Mais alors peut-il aussi invoquer la responsabilité biennale ou décennale pour les désordres réservés ?

Ici l’exclusion est claire. En aucun cas ces 2 responsabilités ne peuvent être invoquées pour les désordres réservées. Elles ne s’appliquent que pour les désordres qui apparaissent postérieurement à la réception des travaux.

Pour la période précédant la réception, le seul moyen possible est la responsabilité contractuelle de droit commun. Ces désordres ne seront pas couverts par la garantie de parfait achèvement ni par les responsabilités biennale et décennale.
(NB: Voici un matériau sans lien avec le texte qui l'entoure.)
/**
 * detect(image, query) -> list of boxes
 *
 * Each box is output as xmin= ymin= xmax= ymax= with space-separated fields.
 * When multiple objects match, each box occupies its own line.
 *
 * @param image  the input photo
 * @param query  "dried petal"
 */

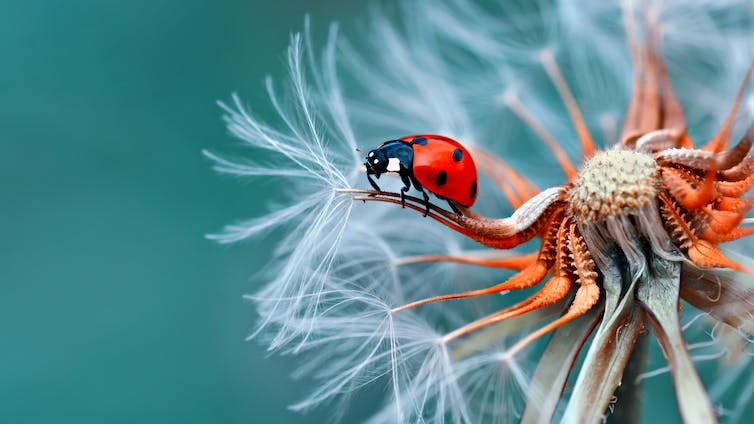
xmin=520 ymin=304 xmax=601 ymax=424
xmin=680 ymin=266 xmax=754 ymax=337
xmin=638 ymin=257 xmax=718 ymax=424
xmin=562 ymin=278 xmax=644 ymax=423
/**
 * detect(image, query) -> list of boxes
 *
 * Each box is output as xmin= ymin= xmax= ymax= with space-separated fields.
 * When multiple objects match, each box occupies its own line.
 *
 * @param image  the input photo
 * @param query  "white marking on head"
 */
xmin=387 ymin=157 xmax=401 ymax=172
xmin=373 ymin=158 xmax=379 ymax=164
xmin=369 ymin=152 xmax=375 ymax=157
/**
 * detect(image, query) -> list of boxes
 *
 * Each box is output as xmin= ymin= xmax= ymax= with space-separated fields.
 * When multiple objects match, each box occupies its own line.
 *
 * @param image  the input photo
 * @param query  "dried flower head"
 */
xmin=208 ymin=1 xmax=754 ymax=422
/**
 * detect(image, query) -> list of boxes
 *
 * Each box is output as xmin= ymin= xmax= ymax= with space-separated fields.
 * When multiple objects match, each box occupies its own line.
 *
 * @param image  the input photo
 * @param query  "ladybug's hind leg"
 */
xmin=447 ymin=200 xmax=463 ymax=218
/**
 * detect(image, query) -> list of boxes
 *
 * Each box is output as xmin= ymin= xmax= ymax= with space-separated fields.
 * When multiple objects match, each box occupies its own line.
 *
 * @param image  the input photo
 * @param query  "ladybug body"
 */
xmin=364 ymin=135 xmax=478 ymax=215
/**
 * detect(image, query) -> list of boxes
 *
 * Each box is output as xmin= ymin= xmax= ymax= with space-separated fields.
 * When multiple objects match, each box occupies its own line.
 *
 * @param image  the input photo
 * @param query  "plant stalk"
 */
xmin=607 ymin=324 xmax=649 ymax=424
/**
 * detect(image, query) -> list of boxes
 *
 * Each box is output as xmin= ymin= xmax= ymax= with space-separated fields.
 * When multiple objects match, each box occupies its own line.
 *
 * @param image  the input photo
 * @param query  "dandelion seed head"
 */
xmin=569 ymin=150 xmax=659 ymax=222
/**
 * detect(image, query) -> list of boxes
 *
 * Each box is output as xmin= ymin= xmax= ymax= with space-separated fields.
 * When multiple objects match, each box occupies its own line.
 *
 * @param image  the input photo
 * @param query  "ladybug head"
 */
xmin=364 ymin=148 xmax=389 ymax=177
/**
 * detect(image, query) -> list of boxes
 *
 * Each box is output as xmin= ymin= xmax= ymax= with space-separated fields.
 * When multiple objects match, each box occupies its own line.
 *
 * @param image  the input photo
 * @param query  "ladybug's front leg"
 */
xmin=366 ymin=173 xmax=382 ymax=194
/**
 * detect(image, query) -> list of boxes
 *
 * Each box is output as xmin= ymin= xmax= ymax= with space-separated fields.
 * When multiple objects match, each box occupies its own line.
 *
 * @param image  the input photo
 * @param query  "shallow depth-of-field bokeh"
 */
xmin=2 ymin=1 xmax=363 ymax=422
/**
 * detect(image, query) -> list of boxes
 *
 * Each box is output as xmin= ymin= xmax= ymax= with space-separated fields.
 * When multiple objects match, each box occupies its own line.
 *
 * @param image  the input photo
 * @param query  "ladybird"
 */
xmin=364 ymin=134 xmax=478 ymax=216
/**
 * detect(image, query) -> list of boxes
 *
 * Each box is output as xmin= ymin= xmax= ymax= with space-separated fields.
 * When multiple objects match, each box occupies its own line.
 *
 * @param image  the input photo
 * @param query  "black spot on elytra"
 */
xmin=470 ymin=180 xmax=477 ymax=199
xmin=411 ymin=136 xmax=428 ymax=146
xmin=452 ymin=148 xmax=463 ymax=162
xmin=435 ymin=170 xmax=448 ymax=185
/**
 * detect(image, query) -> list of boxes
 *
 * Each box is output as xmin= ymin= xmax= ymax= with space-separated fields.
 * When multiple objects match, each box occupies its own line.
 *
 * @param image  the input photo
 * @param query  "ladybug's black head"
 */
xmin=364 ymin=147 xmax=390 ymax=177
xmin=364 ymin=140 xmax=414 ymax=179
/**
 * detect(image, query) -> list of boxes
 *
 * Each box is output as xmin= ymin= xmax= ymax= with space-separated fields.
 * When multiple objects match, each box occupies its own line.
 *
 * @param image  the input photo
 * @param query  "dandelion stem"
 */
xmin=336 ymin=188 xmax=462 ymax=223
xmin=393 ymin=251 xmax=537 ymax=270
xmin=608 ymin=328 xmax=648 ymax=424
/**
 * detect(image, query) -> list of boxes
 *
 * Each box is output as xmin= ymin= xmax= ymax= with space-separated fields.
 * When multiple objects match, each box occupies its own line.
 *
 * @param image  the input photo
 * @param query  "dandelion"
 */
xmin=209 ymin=0 xmax=754 ymax=422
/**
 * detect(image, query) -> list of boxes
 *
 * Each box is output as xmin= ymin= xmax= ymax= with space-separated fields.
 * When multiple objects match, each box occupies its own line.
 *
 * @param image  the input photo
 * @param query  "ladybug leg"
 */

Si on compare la responsabilité contractuelle et la responsabilité des constructeurs/garantie de parfait achèvement : cette dernière est une responsabilité objective, sans faute. La responsabilité contractuelle de droit commun, normalement pour des désordres de constructions résultent de l’inexécution de l’obligation de construire mise à la charge de l’entrepreneur. Cette obligation est-elle de moyen ou de résultat ? (pour déterminer si c’est une responsabilité avec ou sans faute). En principe c’est une obligation de résultat car il n’y pas d’aléa dans la réalisation des constructions => responsabilité sans faute, i.e. de nature objective également.

Prescription :

Responsabilité des constructeurs = 2 ou 10 ans

Responsabilité contractuelle de droit commun = 30 ans en matière civile (droit commun), 10 ans en matière commerciale (prescription abrégée pour les actes de commerce). Ici c’est un acte mixte => 10 ans pour l’entrepreneur et 30 ans pour le maître de l’ouvrage ??? à demander XXX

On est 12 ans après, on ne peut donc plus invoquer la responsabilité des constructeurs décennale. La prescription de droit commun est de 30 ans, le risque pour l’entrepreneur est donc que le maître de l’ouvrage invoque la responsabilité de droit commun. Pour supprimer ce risque, la Jurisprudence nous dit que si c’est la responsabilité des constructeurs qui doit s’appliquer, elle exclut de façon définitive la responsabilité contractuelle de droit commun. Ici après le délai de 10 ans, le maître de l’ouvrage est privé de toute action.

Supposons en revanche que les conditions d’application de la responsabilité de constructeurs ne sont pas remplies, alors en principe c’est la responsabilité contractuelle de droit commun qui s’applique.

1. La prescription peut être plus importante que la responsabilité décennale des constructeurs par conséquent. Pour éviter cela, la Jurisprudence a décidé récemment que l’on devait appliquer la prescription décennale également à la responsabilité contractuelle de droit commun lorsque l’on est dans le cadre d’une responsabilité au titre d’une construction. Donc la responsabilité contractuelle de droit commun se voit aussi bornée par un délai de 10 ans à compter de la réception des travaux.

2. Comparaison entre la responsabilité décennale et la responsabilité contractuelle de droit commun : ce sont des responsabilités objectives toutes les 2 en principe. Donc les solutions devraient être les mêmes. Mais la Jurisprudence a voulu tirer la responsabilité décennale vers le haut au détriment de la responsabilité contractuelle de droit commun => la Jurisprudence aura tendance à dire que cette dernière est une responsabilité pour faute, même si elle résulte d’un contrat d’entreprise. La Jurisprudence montre donc qu’i y a une différence de traitement dans la réparation des désordres.

Tout ceci marche pour la période postérieure à la réception.

Si on a un désordre antérieur à la réception, c’est la responsabilité contractuelle de commun qui s’applique. Le juge aura tendance à appliquer la responsabilité contractuelle classique, i.e. objective, alors qu’après cela devient une responsabilité pour faute => critique aujourd’hui.

Si on dénonce le désordre avant la réception : responsabilité objective

Si on dénonce le désordre après la réception : en principe on peut bénéficier de la responsabilité des constructeurs qui a l’avantage qu’en plus il y a l’assurance constructeur obligatoire. En fait comme le désordre était « apparent » avant, le constructeur peut dire qu’il sera purgé avec la réception.

On peut le dénoncer au moment de la réception cependant en émettant une réserve => il n’y aura plus la discussion à savoir s’il y a faute ou pas de faute. On pourra invoquer la garantie de parfait achèvement qui est une responsabilité objective, i.e. on n’aura plus à se demander si le juge retiendra une responsabilité objective ou pour faute.